Given that American Pikas (Ochotona princeps), closely related to rabbits and hares, are one of the more common species inhabiting the talus fields of the Rockies, and since last night’s committee meeting chat turned to rabbits, coniglio alla cacciatora came to mind. Densely furred, minute pikas have curious vegetal gathering techniques, devoting a sizeable portion of every day to garnering grasses, leaves, flowers, thistles, and the like. They maniacally dash out into their talus fields and gather mouthfuls of vegetation and pile it into tiny little hay bales to dry in the sun. Once dried, they bring it into their underground burrows for storage and eats during the lengthy alpine winter seasons.

(This rabbit chatter is not meant to foment any immediate procreative notions, you two.)

CONIGLIO ALLA CACCIATORA (RABBIT CACCIATORE)

8 T extra virgin olive oil, divided
1 lb crimini and/or shiitake mushrooms, trimmed and quartered
3-4 plump, fresh garlic cloves, peeled and gently smashed

1 medium yellow onion, peeled and thinly sliced
1 celery stalk, thinly julienned
1 medium carrot, thinly julienned

1 – 3 to 3 1/2 lb rabbit, cut into 8 pieces
Sea salt and freshly ground black pepper

1 C dry white wine
1/2 C fine tomato purée or seeded fresh heirloom purée
1/2 C chicken broth
1 T red wine vinegar
1 bouquet garni of fresh rosemary, oregano, and thyme sprigs

Chopped flat leaf parsley or basil chiffonade

If shiitakes are used, they will need to be stemmed and sliced. In a large heavy skillet, heat 3 tablespoons olive oil and smashed garlic over medium high heat. Once simmering add mushrooms, remove and discard the mushrooms then cook, stirring sometimes, until mushrooms are lightly browned and tender, about 5 minutes. Remove from heat and set aside in a bowl.

In a large deep heavy skillet or heavy Dutch oven, heat remaining 3 tablespoons oil over medium high heat. Add onion, carrot and celery and cook, stirring occassionally, until vegetables are softened, about 7 minutes. Remove from heat and set aside in a bowl. Discard garlics and wipe out the skillet or Dutch oven.

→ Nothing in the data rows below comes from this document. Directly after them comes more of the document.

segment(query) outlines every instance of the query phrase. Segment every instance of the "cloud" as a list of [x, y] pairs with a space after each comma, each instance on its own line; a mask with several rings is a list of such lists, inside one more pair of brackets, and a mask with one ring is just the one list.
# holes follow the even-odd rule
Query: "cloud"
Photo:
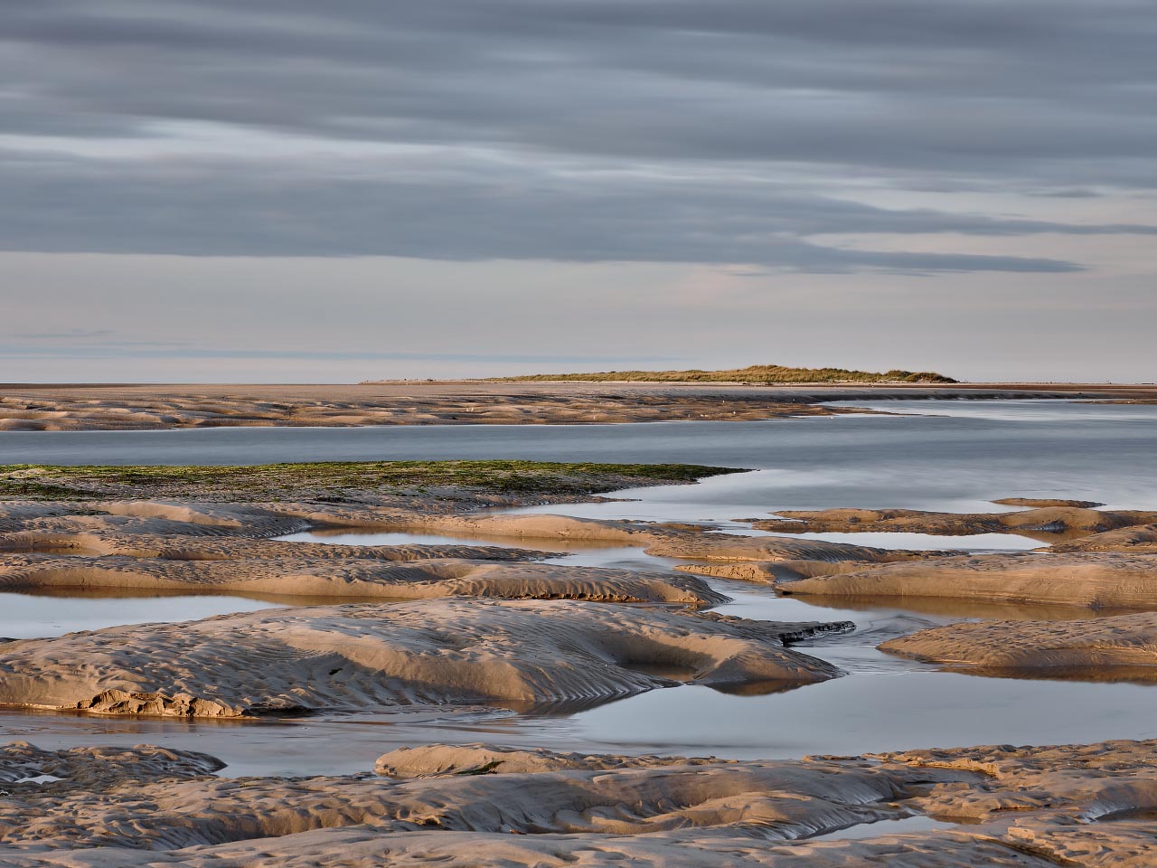
[[1147, 0], [319, 8], [0, 6], [0, 249], [1073, 272], [824, 236], [1155, 231], [1070, 207], [1155, 189]]

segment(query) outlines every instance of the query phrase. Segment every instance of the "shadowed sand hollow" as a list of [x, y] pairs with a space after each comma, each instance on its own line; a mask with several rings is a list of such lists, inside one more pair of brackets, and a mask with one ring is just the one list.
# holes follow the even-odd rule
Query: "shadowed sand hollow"
[[784, 647], [837, 624], [578, 602], [440, 599], [266, 610], [0, 646], [0, 704], [239, 718], [410, 704], [594, 704], [678, 682], [840, 675]]

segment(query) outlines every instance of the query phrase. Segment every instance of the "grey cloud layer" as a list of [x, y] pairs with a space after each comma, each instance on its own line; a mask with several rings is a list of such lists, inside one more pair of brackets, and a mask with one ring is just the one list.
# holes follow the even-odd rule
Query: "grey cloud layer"
[[[1155, 37], [1149, 0], [6, 3], [0, 247], [1075, 271], [815, 236], [1152, 233], [889, 191], [1152, 187]], [[182, 156], [172, 122], [322, 144]]]

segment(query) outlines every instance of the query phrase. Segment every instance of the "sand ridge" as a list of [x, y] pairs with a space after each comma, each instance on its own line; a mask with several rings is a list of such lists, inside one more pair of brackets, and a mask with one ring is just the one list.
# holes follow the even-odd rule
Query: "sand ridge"
[[1095, 620], [951, 624], [879, 647], [957, 671], [1157, 681], [1157, 612]]

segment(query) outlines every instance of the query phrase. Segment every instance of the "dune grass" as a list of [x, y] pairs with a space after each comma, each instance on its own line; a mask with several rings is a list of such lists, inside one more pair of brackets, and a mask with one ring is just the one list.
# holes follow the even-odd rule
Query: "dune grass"
[[0, 498], [316, 498], [460, 488], [501, 494], [595, 494], [742, 472], [699, 464], [535, 461], [314, 462], [256, 466], [0, 465]]
[[604, 370], [591, 374], [528, 374], [491, 377], [492, 383], [577, 381], [584, 383], [955, 383], [930, 370], [848, 370], [846, 368], [789, 368], [782, 365], [751, 365], [730, 370]]

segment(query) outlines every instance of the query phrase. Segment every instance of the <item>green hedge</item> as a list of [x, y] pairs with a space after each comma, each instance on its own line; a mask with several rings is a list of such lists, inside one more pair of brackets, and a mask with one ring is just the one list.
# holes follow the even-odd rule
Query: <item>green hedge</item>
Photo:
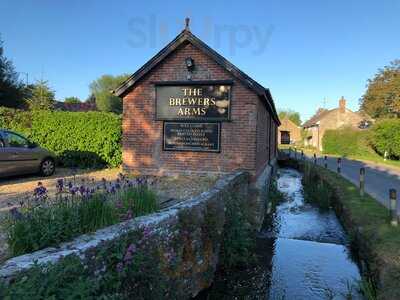
[[327, 130], [322, 138], [324, 153], [341, 156], [362, 155], [366, 151], [366, 131], [343, 128]]
[[104, 112], [0, 109], [0, 128], [19, 132], [74, 167], [121, 164], [121, 118]]
[[389, 158], [400, 158], [400, 120], [386, 119], [371, 129], [371, 144], [381, 155], [387, 151]]

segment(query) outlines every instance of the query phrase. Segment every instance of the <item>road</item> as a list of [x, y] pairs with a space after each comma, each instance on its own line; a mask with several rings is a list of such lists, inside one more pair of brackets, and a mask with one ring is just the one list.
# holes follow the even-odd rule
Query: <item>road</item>
[[[294, 157], [293, 152], [291, 156]], [[297, 157], [300, 158], [299, 153]], [[306, 157], [313, 160], [312, 156]], [[328, 168], [337, 172], [337, 158], [328, 156], [327, 161]], [[323, 156], [317, 157], [317, 163], [321, 166], [324, 165]], [[357, 186], [359, 185], [360, 168], [364, 167], [365, 191], [386, 207], [390, 206], [389, 189], [396, 189], [398, 198], [400, 198], [400, 169], [346, 158], [342, 158], [341, 165], [341, 175]], [[398, 205], [398, 212], [400, 213], [400, 205]]]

Season rabbit pieces with salt and pepper. Add more olive oil until heated to a simmer, add rabbit pieces and cook in batches, turning pieces several times until lightly browned, about 4-5 minutes per side. Set rabbit pieces aside and lightly tent.

Add reserved mushrooms to the pan, and then add the wine. Increase heat to high and cook until liquid is reduced some, about 10-12 minutes. Add tomato purée and stir to combine. Add the broth, red wine vinegar, reserved vegetables, rabbit, bouquet garni and salt and pepper to taste. Reduce heat to medium-medium low and briskly simmer, covered, stirring occasionally. Cook until rabbit is very tender, about 30 minutes. If necessary, remove the rabbit to a lightly tented platter or dish and increase heat the thicken the sauce.

Serve the rabbit on a festive platter or in separate shallow soup bowls over fresh pasta, then top with the sauce and finish with chopped parsley or basil chiffonade.

Pourboire: Some call for dredging the meat in seasoned flour (salt, pepper, paprika) before browning and braising. As usual, if rabbit does not suit your palate you can easily substitute a free range chicken.